The Malicarn #4
Hannah was not permitted to train but enjoyed watching her knights do so.
Kreek, the old swordmaster, stood in his usual place in the castle courtyard atop a small wooden stool, arms crossed as he surveyed the yard.
He had been away for over a week, and there had been no fight training in his absence.
But as Hannah hobbled toward him, Kreek glared at her.
He never said good morning, and if anything seemed more angry than usual today.
Kreek was renowned as the greatest fighter who ever lived, and had trained her father and the rest of the Council of Heroes before Hannah was born.
Hannah knew these stories well. All the great victories of the Council in the years since were due, in part, to Kreek’s guidance.
And now he had to train young knights to protect a crippled queen. Hannah could sense his constant rage.
“Today you will practice with a two-handed sword,” Kreek bellowed to one of the pages, handing him a wooden sparring sword nearly four feet long. “Sir Kellington will spar with you.”
Kellington was the youngest member of the Queen’s Guard, only eighteen years old but already a knight, and a full head taller than Hannah.
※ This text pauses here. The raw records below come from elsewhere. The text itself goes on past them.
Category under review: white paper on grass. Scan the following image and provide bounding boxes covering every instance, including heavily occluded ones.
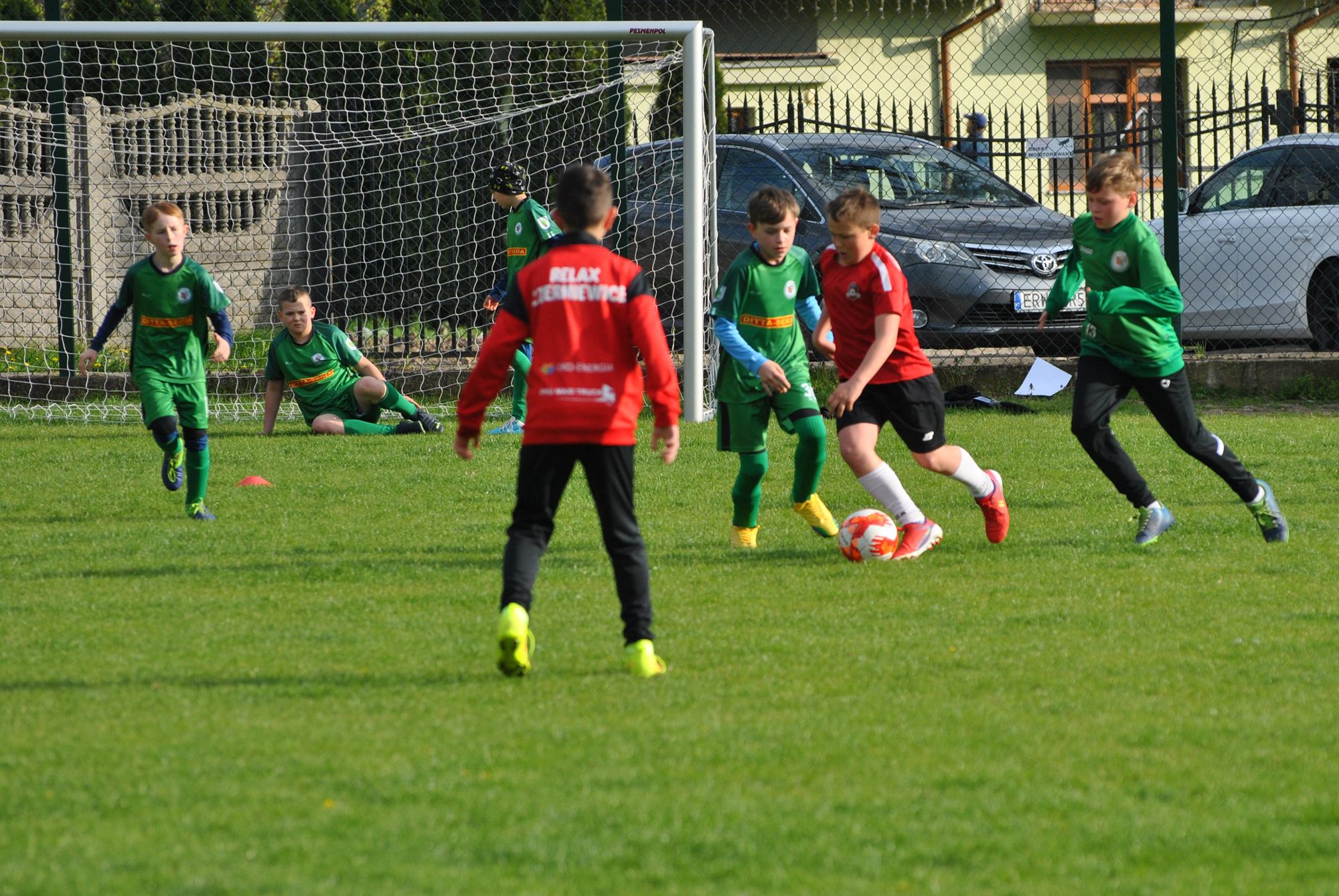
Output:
[1014,359,1071,397]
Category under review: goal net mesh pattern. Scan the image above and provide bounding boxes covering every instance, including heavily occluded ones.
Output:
[0,33,715,422]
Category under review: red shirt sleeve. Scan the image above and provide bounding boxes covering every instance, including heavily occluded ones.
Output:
[455,308,528,439]
[628,284,683,427]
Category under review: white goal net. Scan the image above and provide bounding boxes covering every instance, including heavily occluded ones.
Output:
[0,21,715,422]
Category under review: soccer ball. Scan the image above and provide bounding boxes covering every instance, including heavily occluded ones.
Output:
[837,509,897,563]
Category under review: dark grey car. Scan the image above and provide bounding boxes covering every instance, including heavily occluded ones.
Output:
[597,134,1083,348]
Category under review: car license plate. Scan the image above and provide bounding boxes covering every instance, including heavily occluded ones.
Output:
[1014,286,1087,315]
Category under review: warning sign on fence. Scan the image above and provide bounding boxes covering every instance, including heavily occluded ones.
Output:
[1023,137,1074,159]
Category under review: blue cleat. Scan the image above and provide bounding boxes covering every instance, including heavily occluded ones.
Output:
[1247,478,1288,543]
[1134,507,1176,544]
[163,439,186,492]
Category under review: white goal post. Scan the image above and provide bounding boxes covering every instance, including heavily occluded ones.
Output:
[0,21,716,422]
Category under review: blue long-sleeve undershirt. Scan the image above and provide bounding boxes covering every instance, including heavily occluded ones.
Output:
[712,296,819,376]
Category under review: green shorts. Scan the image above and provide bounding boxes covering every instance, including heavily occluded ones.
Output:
[133,371,209,430]
[303,384,382,427]
[716,383,821,454]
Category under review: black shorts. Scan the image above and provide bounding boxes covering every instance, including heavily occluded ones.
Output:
[837,373,948,454]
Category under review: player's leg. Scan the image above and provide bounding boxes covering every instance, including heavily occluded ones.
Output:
[716,399,771,548]
[135,373,186,492]
[498,446,576,675]
[489,341,534,436]
[175,381,214,520]
[578,446,665,678]
[771,383,837,537]
[1070,355,1176,544]
[1135,368,1288,541]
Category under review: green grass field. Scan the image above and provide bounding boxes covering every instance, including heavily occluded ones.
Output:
[0,404,1339,896]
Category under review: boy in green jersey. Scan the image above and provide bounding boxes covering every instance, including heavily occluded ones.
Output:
[711,187,837,548]
[261,286,442,436]
[483,162,562,436]
[1038,153,1288,544]
[79,202,233,521]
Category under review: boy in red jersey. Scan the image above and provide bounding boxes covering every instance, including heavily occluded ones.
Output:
[455,165,680,678]
[813,187,1008,560]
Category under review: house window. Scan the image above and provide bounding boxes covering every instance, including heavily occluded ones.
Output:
[1046,59,1162,191]
[726,106,758,134]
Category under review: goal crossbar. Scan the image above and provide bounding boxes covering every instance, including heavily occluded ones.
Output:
[0,20,714,423]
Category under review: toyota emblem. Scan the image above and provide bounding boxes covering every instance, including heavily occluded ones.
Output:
[1030,252,1059,277]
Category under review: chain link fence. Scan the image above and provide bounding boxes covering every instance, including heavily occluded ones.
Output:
[0,0,1339,414]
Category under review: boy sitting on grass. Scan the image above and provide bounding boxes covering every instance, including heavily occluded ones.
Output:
[261,286,442,436]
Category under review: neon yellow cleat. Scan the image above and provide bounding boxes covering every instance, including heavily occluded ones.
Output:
[794,492,837,537]
[623,638,670,678]
[498,603,534,675]
[730,525,758,549]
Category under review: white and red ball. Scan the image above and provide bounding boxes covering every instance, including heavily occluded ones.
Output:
[837,508,898,563]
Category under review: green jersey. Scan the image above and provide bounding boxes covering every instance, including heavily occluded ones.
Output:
[115,256,229,383]
[265,321,363,422]
[1046,211,1185,377]
[502,198,562,290]
[711,246,821,403]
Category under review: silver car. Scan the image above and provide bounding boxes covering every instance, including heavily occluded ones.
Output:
[597,134,1083,348]
[1153,134,1339,352]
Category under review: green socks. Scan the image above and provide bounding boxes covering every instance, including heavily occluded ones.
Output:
[378,383,418,420]
[730,450,771,528]
[790,414,828,504]
[511,349,530,423]
[344,420,394,436]
[186,446,209,507]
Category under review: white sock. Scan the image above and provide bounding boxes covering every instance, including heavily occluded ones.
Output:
[949,448,995,497]
[856,464,925,528]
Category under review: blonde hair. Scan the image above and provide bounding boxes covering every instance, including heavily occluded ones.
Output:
[749,186,799,225]
[828,187,878,228]
[139,201,186,233]
[277,286,312,305]
[1083,153,1141,194]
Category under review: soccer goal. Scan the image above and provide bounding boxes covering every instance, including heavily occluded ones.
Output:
[0,21,716,422]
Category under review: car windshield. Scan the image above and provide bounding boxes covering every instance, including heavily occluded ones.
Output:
[787,145,1034,209]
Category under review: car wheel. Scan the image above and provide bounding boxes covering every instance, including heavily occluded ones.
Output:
[1307,261,1339,352]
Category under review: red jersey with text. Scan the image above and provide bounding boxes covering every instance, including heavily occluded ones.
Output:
[457,233,680,446]
[818,244,935,383]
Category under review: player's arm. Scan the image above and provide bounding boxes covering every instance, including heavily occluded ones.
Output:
[79,276,134,376]
[209,309,233,364]
[628,272,683,464]
[814,308,837,361]
[1089,237,1185,317]
[260,380,284,436]
[1036,244,1083,331]
[828,315,902,418]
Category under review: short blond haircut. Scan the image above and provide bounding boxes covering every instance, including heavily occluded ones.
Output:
[277,286,312,305]
[749,186,799,225]
[1083,153,1142,195]
[139,201,186,233]
[828,187,880,228]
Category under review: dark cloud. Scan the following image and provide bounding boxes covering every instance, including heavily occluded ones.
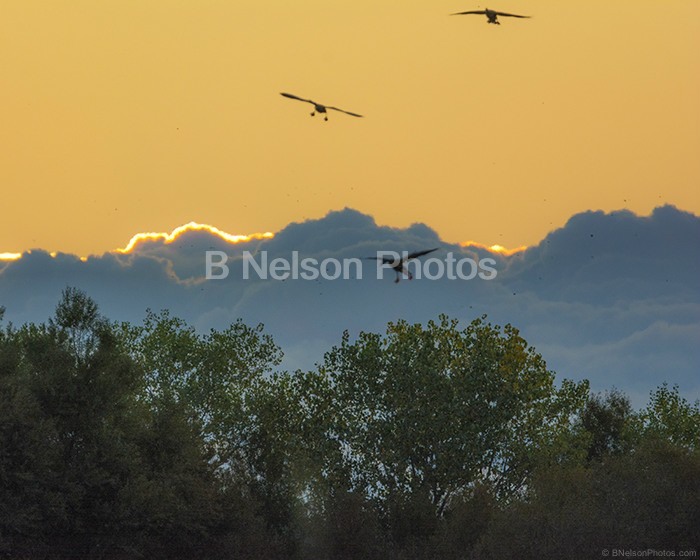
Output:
[0,206,700,405]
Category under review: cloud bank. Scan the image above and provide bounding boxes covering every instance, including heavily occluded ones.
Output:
[0,206,700,405]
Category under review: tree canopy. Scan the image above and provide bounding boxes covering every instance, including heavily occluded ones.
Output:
[0,288,700,560]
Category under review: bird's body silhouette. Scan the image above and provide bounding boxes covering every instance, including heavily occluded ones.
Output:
[366,247,439,282]
[280,93,362,121]
[451,8,530,25]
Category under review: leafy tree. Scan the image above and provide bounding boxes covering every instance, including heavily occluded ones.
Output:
[580,390,634,461]
[639,383,700,450]
[121,311,282,464]
[473,441,700,560]
[322,316,587,515]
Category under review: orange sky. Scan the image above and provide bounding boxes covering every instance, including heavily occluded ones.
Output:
[0,0,700,255]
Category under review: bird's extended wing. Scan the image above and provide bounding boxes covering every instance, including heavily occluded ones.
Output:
[496,12,531,18]
[326,107,362,117]
[407,247,440,259]
[280,93,316,105]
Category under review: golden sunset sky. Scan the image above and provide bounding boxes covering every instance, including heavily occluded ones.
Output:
[0,0,700,255]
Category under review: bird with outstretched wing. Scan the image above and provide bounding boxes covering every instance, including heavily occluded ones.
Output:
[450,8,530,25]
[365,247,439,282]
[280,93,362,121]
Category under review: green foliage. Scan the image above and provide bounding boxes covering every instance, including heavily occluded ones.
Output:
[639,383,700,450]
[322,316,587,508]
[474,442,700,560]
[580,390,635,461]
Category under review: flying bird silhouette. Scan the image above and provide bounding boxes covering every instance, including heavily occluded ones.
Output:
[365,247,439,282]
[280,93,362,121]
[450,8,530,25]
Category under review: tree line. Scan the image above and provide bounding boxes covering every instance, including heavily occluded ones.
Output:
[0,288,700,560]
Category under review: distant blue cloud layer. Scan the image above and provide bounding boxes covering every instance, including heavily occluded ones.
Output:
[0,206,700,405]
He approached from the stables, wielding an even longer sword, and smiled at his queen.
“Ready for some fun?” he asked Hannah.
“Give me a good show,” she said.
With her bad leg, Hannah could never move fast enough to effectively wield a sword, and her advisors would have balked at her requests to do so anyway.
“Young girls do not train to battle,” they insisted. “Certainly not young queens.”
“But kings ride into battle all the time.”
“That is different.”
“Why?”
“It just is.”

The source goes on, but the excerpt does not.